Адольфус закончил вычерчивать на полу пентаграмму. Возле углов он начертал символы всех четырёх великих Сил Хаоса. Сам он стоял в треугольнике в центре пентаграммы. Перед ним лежала связанная нагая и испуганная девушка. Меж её грудей блестел Глаз Кхемри. Адольфус видел панику и замешательство в её глазах. Ещё вчера она легла спать в доме родителей неподалёку от замка. А сегодня, похищенная слугами Кригера, проснулась в глубоком подземелье замка.
В его руках сверкнул острый чародейский нож. Было заметно, что девушка хочет закричать.
Как было предписано ритуалом, Адольфус взывал к Тёмным богам, нараспев повторяя их имена. Девушка начала метаться, её ужас преодолел даже мощные подчиняющие чары, наложенные Кригером. Возможно, ему следовало просто её связать. Возможно, он несколько переоценил свои способности. Адольфус отбросил эти мысли. Сейчас любая потеря концентрации может оказаться гибельной.
Вокруг него поднималась тёмная магическая энергия. Его магическому зрению она казалась красноватой — цвета крови — и её капли просачивались сквозь камни стен подземелья и стекали к границам пентаграммы. Глазам смертной девушки было не дано этого видеть, но она, кажется, почувствовала, что происходит, и завизжала.
Дыхание Адольфуса было глубоким. Чёрная магия обладала собственным уникальным запахом, как кровь, но ещё богаче. От неё покалывало кожу и гудело в голове. Он почувствовал, как внутри него зашевелился зверь. Что происходит? Он не ощущал такого с Праага. Почему же ярость поднимается в нём именно сейчас?
Невероятным усилием воли он поборол жажду крови. Сейчас он не мог позволить себе потерять контроль. Девушка начала подниматься. Если она сотрёт границу пентаграммы, внутрь бесконтрольно хлынет чёрная магия. Что хуже, войти смогут и какие–нибудь привлечённые ею демонические сущности. Адольфус не был уверен, что даже в его силах одержать победу над подобными существами, по крайней мере, пока Глаз не будет настроен.

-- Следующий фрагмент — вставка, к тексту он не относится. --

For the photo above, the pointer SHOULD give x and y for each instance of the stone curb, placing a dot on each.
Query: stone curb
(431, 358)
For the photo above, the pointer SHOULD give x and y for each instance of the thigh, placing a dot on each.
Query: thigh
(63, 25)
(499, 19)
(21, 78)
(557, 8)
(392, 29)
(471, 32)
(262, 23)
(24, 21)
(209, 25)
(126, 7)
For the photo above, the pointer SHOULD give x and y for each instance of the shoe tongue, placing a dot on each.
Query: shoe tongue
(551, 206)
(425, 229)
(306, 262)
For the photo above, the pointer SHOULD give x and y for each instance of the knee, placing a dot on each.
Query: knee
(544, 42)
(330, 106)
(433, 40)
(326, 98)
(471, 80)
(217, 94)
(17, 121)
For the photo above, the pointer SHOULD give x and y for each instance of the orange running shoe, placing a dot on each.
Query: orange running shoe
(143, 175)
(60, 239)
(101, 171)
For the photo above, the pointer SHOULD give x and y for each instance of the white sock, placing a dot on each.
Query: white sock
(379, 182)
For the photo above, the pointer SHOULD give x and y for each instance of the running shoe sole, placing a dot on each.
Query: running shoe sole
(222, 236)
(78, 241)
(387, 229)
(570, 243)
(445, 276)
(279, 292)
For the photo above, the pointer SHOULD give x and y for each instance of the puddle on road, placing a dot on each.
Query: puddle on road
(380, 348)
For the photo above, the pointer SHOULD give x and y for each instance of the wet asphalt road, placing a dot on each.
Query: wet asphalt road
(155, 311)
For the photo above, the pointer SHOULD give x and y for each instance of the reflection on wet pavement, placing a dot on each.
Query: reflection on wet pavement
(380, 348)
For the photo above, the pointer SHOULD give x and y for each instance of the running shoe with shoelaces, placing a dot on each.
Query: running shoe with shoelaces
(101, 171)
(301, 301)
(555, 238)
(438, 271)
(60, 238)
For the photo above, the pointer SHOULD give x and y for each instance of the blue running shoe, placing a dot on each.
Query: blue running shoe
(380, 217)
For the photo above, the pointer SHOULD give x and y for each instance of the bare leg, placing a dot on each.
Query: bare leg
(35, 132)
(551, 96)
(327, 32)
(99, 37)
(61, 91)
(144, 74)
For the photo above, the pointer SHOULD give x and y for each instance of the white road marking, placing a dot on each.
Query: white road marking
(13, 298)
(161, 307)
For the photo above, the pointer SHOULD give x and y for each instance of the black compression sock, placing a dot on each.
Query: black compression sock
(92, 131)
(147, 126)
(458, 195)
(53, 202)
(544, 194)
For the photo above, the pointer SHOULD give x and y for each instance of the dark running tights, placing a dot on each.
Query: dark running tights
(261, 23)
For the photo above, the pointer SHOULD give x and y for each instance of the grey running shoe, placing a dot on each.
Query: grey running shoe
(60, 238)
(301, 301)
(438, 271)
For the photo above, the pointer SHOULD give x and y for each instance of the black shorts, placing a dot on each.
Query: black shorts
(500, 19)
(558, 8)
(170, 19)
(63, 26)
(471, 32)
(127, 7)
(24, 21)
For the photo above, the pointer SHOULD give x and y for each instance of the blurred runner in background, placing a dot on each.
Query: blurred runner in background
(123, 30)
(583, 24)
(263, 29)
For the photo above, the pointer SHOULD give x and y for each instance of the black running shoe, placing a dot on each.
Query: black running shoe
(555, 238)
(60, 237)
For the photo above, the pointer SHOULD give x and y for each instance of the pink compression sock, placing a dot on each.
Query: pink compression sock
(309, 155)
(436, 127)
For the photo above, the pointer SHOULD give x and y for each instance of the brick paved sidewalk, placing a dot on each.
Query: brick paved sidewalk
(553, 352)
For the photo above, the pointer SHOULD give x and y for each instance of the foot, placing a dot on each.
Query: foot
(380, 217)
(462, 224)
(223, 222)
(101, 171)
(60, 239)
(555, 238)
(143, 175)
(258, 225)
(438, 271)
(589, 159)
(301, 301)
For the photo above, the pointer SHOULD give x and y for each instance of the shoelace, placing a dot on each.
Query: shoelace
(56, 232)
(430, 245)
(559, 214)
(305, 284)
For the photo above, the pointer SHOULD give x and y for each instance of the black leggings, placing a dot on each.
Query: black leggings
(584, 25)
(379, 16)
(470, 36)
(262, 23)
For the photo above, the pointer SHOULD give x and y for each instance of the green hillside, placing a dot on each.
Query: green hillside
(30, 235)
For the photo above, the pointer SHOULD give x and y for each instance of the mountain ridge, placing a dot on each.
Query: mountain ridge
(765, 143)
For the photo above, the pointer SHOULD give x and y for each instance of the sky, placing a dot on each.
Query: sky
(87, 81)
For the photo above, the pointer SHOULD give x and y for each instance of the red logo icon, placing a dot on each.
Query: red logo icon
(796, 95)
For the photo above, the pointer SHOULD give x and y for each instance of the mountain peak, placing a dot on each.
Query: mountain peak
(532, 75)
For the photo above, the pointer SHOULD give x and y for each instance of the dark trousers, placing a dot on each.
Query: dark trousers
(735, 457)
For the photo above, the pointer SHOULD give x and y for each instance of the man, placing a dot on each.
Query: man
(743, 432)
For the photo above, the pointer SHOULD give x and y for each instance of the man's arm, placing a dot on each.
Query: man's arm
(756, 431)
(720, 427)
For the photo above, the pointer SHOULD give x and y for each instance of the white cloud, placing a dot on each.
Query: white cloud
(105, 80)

Продолжая напевать, он перешагнул через девушку и схватил её за горло. Не обращая внимания на слабые удары её рук и ног, он с лёгкостью поднял девушку вверх одной рукой. Он поднимал девушку, пока их глаза не оказались на одном уровне, а затем пригвоздил её взглядом, словно ударом молота. Зрачки девушки расширились, рот расслабился и издал слабый стон, а тело обвисло в его захвате. Он снова легко опустил её на осквернённый алтарь.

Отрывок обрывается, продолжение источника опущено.